What I wanted to do yesterday was take a "me" day. I'd been traveling and felt like I needed time to goof off. In fact, when I left the apartment, the plan was just to soak up a little of our rare mid-winter sunshine and maybe sit down to a nice brunch before heading home for an afternoon of puttering. The first part happened, but the second part did not. Instead, I found myself on the bus on the way to Garfield High School where my fellow citizens were gathering to celebrate Martin Luther King, Jr. Day with a morning of education followed by a march to downtown and a rally at Westlake Center.

I was six-years-old when MLK was assassinated. I remember learning about it from the news. If the adults in my life talked about it -- parents, teachers, neighbors -- it wasn't in my presence. It wasn't until a few years later, after my family moved from our all-white suburb of Columbia, South Carolina to Athens, Greece, that I began to learn about the man and his legacy of fighting the intertwined problems of racism, poverty, and war, what MLK called the "triple evils." Too often we think of MLK's legacy merely in terms of race, but I was happy to see that my fellow citizens have not forgotten his broader legacy of anti-capitalism, pro-labor, and peace.

As my fellow citizens gathered, we sang, chanted, and chatted. We carried our signs into the street where we were escorted by a legion of bicycle and motorcycle cops. Just last week I was showing the children at school pictures of police brutalizing and arresting similar protestors, but this gathering was one of peaceful celebration, even as we discussed horrible things. There must have been ten thousand of us out there yesterday. I ran into many people I know, including several of my school families.

At an intersection near Cal Anderson Park on Capitol Hill, we took a knee, then proceeded downtown to Westlake Center where we held our rally.

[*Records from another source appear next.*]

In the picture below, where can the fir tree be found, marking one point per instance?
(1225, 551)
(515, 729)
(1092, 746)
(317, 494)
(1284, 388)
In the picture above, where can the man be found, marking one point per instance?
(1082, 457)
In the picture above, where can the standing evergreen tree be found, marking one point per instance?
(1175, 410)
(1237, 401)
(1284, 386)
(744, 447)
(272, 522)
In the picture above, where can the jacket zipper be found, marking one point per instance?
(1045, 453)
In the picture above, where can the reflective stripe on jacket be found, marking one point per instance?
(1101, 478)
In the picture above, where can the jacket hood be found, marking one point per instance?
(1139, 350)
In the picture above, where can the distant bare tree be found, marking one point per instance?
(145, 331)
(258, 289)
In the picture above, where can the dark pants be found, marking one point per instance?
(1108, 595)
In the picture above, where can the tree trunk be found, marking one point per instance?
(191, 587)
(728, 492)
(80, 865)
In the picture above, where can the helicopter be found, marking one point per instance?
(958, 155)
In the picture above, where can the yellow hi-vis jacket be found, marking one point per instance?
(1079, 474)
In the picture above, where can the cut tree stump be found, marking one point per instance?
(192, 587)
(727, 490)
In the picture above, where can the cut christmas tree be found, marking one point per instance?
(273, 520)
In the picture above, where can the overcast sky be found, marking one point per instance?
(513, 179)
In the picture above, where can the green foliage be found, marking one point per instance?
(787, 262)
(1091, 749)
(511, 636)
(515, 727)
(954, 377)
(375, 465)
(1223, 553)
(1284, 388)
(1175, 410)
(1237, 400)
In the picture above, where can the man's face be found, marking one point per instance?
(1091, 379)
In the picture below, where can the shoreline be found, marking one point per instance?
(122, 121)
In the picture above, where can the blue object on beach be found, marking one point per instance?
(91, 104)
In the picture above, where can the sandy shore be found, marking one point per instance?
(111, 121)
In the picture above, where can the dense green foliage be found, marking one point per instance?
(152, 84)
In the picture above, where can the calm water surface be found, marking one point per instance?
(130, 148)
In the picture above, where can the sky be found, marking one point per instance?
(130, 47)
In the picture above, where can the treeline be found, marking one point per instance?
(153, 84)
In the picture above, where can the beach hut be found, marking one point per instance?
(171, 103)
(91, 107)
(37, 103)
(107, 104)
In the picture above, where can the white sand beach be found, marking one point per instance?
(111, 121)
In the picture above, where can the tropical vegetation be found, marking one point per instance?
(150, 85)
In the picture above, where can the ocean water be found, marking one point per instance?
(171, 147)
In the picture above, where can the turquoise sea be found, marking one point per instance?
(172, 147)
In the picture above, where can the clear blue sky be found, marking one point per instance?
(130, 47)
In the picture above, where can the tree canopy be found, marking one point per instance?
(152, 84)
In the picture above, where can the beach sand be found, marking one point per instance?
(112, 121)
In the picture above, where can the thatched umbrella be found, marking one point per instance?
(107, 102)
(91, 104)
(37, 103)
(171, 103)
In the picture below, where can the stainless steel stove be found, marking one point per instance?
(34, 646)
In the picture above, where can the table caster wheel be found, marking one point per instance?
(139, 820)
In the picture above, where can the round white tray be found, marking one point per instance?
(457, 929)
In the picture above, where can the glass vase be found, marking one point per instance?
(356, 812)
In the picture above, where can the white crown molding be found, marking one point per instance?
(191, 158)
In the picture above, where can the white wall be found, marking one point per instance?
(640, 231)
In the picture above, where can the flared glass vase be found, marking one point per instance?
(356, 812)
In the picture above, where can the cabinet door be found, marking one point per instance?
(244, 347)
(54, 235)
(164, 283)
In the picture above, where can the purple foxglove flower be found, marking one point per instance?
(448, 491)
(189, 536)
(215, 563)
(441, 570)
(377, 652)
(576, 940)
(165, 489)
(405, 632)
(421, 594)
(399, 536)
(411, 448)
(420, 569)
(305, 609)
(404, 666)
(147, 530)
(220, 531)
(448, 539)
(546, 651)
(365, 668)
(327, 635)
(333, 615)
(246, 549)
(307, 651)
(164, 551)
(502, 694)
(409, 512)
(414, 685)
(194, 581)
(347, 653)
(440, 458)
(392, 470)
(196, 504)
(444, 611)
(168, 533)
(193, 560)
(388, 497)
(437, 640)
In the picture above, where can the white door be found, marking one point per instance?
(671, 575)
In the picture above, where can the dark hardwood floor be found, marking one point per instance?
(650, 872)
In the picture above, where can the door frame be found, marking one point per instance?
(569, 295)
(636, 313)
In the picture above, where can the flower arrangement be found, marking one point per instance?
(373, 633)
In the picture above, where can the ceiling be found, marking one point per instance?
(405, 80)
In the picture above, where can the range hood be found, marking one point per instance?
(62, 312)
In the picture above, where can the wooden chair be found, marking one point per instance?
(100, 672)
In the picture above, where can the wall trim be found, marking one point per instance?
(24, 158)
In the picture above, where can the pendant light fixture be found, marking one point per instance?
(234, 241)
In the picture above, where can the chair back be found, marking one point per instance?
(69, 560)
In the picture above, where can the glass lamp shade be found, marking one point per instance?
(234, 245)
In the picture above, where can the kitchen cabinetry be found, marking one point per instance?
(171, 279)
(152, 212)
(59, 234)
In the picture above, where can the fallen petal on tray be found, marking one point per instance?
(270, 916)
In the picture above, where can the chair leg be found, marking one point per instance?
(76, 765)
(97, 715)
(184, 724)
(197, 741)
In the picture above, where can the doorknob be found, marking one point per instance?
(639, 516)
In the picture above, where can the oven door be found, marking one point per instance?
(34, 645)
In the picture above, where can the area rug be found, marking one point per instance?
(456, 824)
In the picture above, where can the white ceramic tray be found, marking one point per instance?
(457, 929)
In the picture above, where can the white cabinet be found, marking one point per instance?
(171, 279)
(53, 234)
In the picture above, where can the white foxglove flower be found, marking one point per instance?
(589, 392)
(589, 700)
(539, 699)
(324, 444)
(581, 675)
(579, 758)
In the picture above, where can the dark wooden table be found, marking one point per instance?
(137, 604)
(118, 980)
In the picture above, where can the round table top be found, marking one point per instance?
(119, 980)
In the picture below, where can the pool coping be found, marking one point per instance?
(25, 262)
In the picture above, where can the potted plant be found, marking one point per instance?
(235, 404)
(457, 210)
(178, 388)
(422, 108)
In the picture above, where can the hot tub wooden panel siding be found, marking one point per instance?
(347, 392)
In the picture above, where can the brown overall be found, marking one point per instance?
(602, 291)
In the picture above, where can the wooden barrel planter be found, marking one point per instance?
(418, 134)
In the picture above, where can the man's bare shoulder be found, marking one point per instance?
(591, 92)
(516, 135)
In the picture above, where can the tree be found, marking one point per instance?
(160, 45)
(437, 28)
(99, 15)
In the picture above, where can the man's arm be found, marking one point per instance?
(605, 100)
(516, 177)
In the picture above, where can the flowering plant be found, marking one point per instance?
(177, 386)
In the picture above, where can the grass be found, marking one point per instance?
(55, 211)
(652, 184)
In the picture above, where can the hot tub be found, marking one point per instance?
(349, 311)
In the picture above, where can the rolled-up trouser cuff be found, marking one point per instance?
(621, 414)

In 1970, the courts ordered public schools in Columbia, SC to be desegregated, a direct result of the Civil Rights movement that MLK helped to lead. Sadly, today our schools are re-segregated in much of the country and the same inequalities that provoked the movement in the first place are still with us. Indeed, all of MLK's intertwined triple evils continue to afflict us and in many ways are even worse than they were 50 years ago. We call it a "celebration," but it's appropriate it takes the form of a protest. It would be easy to fall into despair, but for my fellow citizens who have come together in hope, but for the smiles and laughter of the children, but for us all coming together like this to stand shoulder to shoulder in solidarity.

It was a long, exhausting, and emotional day. I traded my "me" day for an "us" day and was reminded that every day that is not an "us" day is one on which the triple evils win.